Artis-Ann , Features Writer

Used And Abused: Our Ethel By Phil Batman

Wow! It’s been a while since I’ve read a book, front to back, quite so quickly. I know I use the word ‘compelling’ occasionally, but this defines it.

1953 doesn’t seem so long ago to me even though it does pre-date my birth but the opening of this novel feels like we’ve been transported much further back than that. As the title suggests, it’s set in the North, specifically, Yorkshire with an occasional foray to Rochdale, but it’s the people and events which matter, not the location.

The pathologist arrives at the lab to find two dead bodies waiting for him. The cases seem straightforward but despite his best efforts, his friends have to tee off without him. It had been a little ambitious to hope to make a 10.45am golf slot.

Her father is a mean sort and her mother, crippled with multiple sclerosis, lies in her bed in a downstairs room...
One of the bodies is that of a four-day-old baby, born to Ethel Slater, when she was alone one night, in her bedroom. Her father is a mean sort and her mother, crippled with multiple sclerosis, lies in her bed in a downstairs room. The baby, the doctor concludes, has been hit hard, twice – the second, a fatal assault. Ethel is arrested and the Inspector, a lazy man who does nothing to merit the reputation he has in the force, decides she is guilty. In his mind, she had means, motive and opportunity, and he pictures Ethel throwing her baby against the wall, hard enough to leave a crack in the plaster; all he needs is a confession to wrap this one up quickly. After being held for hours in the police station, Ethel signs the statement he writes for her even though she cannot read it for herself; she is grieving for her baby and wants to get home to her mother who, the Inspector has told her, has fallen down the stairs and needs her. He sees nothing wrong in the way he secures that statement if it means he has closed the case.

Ethel is a sad case and seems to be the victim of cruel men. She is “a fallen woman, from a rough family who grew up in a backstreet built on wasteland next to the railway sidings, so who cares?” Her early memories are of the war and of the house down the street being blown up; of Eddie who was her one true friend, and of the circus coming to town, and then of her dad coming home from war ‘to shatter the peace’. Her mother knew that Ethel had always been a disappointment to him because she wasn’t a boy and his pigeons get more love from him than she does. She suffers the shame of being pregnant outside of wedlock, the terror of knowing everyone seems to want to take this baby from her and the pain of giving birth alone.

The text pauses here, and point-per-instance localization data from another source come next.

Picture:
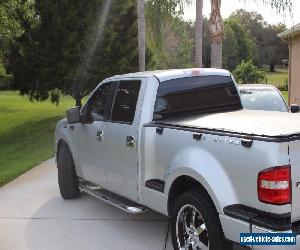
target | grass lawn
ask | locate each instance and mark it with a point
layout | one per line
(26, 132)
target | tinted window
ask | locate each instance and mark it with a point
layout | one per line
(263, 99)
(204, 94)
(125, 101)
(97, 105)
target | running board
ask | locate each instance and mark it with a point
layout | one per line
(111, 198)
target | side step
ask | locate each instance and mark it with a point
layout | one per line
(111, 198)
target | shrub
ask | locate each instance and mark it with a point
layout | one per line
(247, 72)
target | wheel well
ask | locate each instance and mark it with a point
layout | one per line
(59, 144)
(183, 184)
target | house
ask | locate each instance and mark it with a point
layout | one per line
(292, 36)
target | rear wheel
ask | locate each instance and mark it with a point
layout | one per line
(67, 178)
(195, 224)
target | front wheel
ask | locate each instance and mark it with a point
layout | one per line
(195, 223)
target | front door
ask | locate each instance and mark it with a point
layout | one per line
(91, 138)
(122, 140)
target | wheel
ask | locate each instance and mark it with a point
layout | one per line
(67, 178)
(195, 223)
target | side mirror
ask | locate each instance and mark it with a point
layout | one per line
(295, 108)
(73, 115)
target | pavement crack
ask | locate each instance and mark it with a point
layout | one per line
(81, 219)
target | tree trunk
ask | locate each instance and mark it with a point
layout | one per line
(141, 34)
(198, 33)
(216, 34)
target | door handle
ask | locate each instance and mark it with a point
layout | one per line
(99, 136)
(130, 142)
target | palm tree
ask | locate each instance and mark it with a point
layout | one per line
(198, 33)
(160, 12)
(141, 34)
(217, 27)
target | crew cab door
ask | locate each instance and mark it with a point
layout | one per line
(122, 139)
(91, 134)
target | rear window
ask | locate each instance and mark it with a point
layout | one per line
(191, 95)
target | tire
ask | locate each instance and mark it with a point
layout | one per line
(67, 178)
(195, 222)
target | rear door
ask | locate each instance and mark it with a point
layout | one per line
(122, 140)
(294, 151)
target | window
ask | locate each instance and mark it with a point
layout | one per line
(97, 105)
(194, 95)
(125, 101)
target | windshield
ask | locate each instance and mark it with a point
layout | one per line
(263, 99)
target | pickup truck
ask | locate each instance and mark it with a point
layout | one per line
(179, 142)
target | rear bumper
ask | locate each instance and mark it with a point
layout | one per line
(241, 219)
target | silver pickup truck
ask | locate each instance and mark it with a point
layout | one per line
(179, 142)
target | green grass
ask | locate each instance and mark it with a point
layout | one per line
(278, 78)
(26, 132)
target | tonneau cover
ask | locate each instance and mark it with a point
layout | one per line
(251, 122)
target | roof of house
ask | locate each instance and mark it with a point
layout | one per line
(294, 31)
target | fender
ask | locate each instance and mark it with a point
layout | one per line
(62, 133)
(203, 167)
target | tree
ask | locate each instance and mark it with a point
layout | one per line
(216, 34)
(198, 33)
(16, 17)
(74, 46)
(217, 27)
(247, 72)
(230, 52)
(238, 44)
(141, 34)
(160, 13)
(270, 50)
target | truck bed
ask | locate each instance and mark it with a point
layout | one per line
(275, 125)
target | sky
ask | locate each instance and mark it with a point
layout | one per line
(270, 15)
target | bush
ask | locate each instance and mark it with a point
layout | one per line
(6, 82)
(247, 72)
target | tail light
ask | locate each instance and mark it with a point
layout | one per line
(274, 185)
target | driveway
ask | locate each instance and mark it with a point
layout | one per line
(34, 216)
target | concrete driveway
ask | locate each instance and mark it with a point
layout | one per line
(34, 216)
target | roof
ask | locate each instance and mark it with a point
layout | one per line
(257, 86)
(165, 75)
(294, 31)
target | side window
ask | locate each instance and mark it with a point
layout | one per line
(125, 101)
(97, 105)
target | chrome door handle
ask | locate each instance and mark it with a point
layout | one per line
(99, 136)
(130, 142)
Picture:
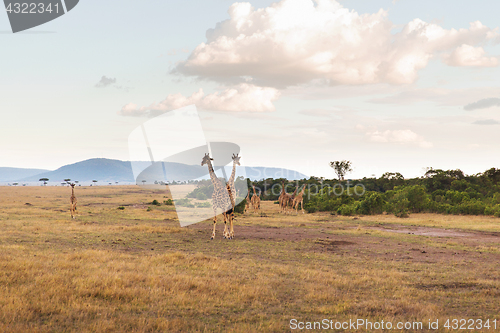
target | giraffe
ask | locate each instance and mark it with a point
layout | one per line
(73, 201)
(290, 200)
(255, 200)
(282, 196)
(220, 199)
(299, 200)
(247, 201)
(287, 200)
(230, 182)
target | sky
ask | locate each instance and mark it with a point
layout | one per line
(392, 86)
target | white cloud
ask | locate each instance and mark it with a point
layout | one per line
(400, 137)
(296, 41)
(243, 97)
(105, 81)
(467, 55)
(483, 104)
(444, 97)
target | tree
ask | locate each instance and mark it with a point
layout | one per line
(341, 168)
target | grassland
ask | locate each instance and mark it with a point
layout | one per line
(136, 270)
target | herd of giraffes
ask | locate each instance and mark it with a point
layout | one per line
(224, 198)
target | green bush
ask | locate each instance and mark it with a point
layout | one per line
(372, 203)
(348, 210)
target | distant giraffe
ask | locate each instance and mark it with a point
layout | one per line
(299, 199)
(290, 200)
(73, 201)
(255, 200)
(282, 196)
(247, 201)
(287, 200)
(230, 182)
(220, 199)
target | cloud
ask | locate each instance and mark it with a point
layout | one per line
(467, 55)
(295, 41)
(483, 104)
(105, 81)
(399, 136)
(486, 122)
(440, 96)
(243, 97)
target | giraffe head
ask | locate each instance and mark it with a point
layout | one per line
(206, 159)
(236, 159)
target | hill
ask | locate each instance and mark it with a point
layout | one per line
(12, 174)
(111, 171)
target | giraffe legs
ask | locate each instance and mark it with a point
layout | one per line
(231, 230)
(215, 223)
(73, 210)
(226, 230)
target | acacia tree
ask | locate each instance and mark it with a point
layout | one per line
(341, 168)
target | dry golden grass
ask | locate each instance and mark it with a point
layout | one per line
(135, 270)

She is tricked, lied to and let down and the reader quickly feels sympathy for Ethel - we care.

The theatrical prosecution, the sincere defence, the Judge who is about to retire (I loved some of the asides) and the public gallery, hanging on every word, as local gossip is confirmed...
I do love the television programme Law & Order. It poses some difficult questions and the good guys don’t always get the verdict they want in the court room – the tension as you await the result is often palpable. Our Ethel follows a similar course. It is divided into five parts; the headings are clear and the reader can easily navigate the sequence of events. We are treated to a flashback of what actually happened, although there are one or two questionable details – enough to throw doubt on how baby William actually died, though obviously, not at the hands of Ethel. The court case, however, in which Ethel is facing a possible death sentence, has all the elements we could want: truth and lies, emotion and a twisting of the gut. It is the court case which is particularly compelling. The theatrical prosecution, the sincere defence, the Judge who is about to retire (I loved some of the asides) and the public gallery, hanging on every word, as local gossip is confirmed, dubious reputations ruined, and relationships damaged forever. The evidence is presented and we fear the worst. To Kill a Mockingbird comes to mind. How can the truth be ‘twisted by knaves’ such that the reader wants to shout out in Ethel’s defence? Witnesses have their own secrets and fears but it is a legal world with which most of them are not familiar and do not understand.

We know little about the jury, only that there are two opposing forces at work who will no doubt bash heads when they are sent to debate the case. In the jury room, we learn a little more and see what ‘twelve good men and true’ (well, eight men and four women) look like. I don’t know if I simply read the end much more quickly than the rest of the book, intent on getting to the resolution, but if anything, I would have liked a little more of their deliberation – it could have been the main focus: the discussions, the arguments seemed underplayed, but then I might have complained that it was dragged out too long.

The main characters were well drawn: Ethel especially, but also her mother and father. Auntie Annie, Granny Sath, Olive, Eddie, Mr Joyce, Mr Cox and Justice Weaver are all principal players, all authentic and believable. Inspector Harrison, Doctors Lawson and Samuels, Linda and Ray, even Sergeant Thornton and Mr Waggett, along with other neighbours are the cast and crew, playing minor roles, but they are still characterised on the page and not just caricatured, adding depth to this small community.

Would I recommend this novel? I think you can reach your own verdict.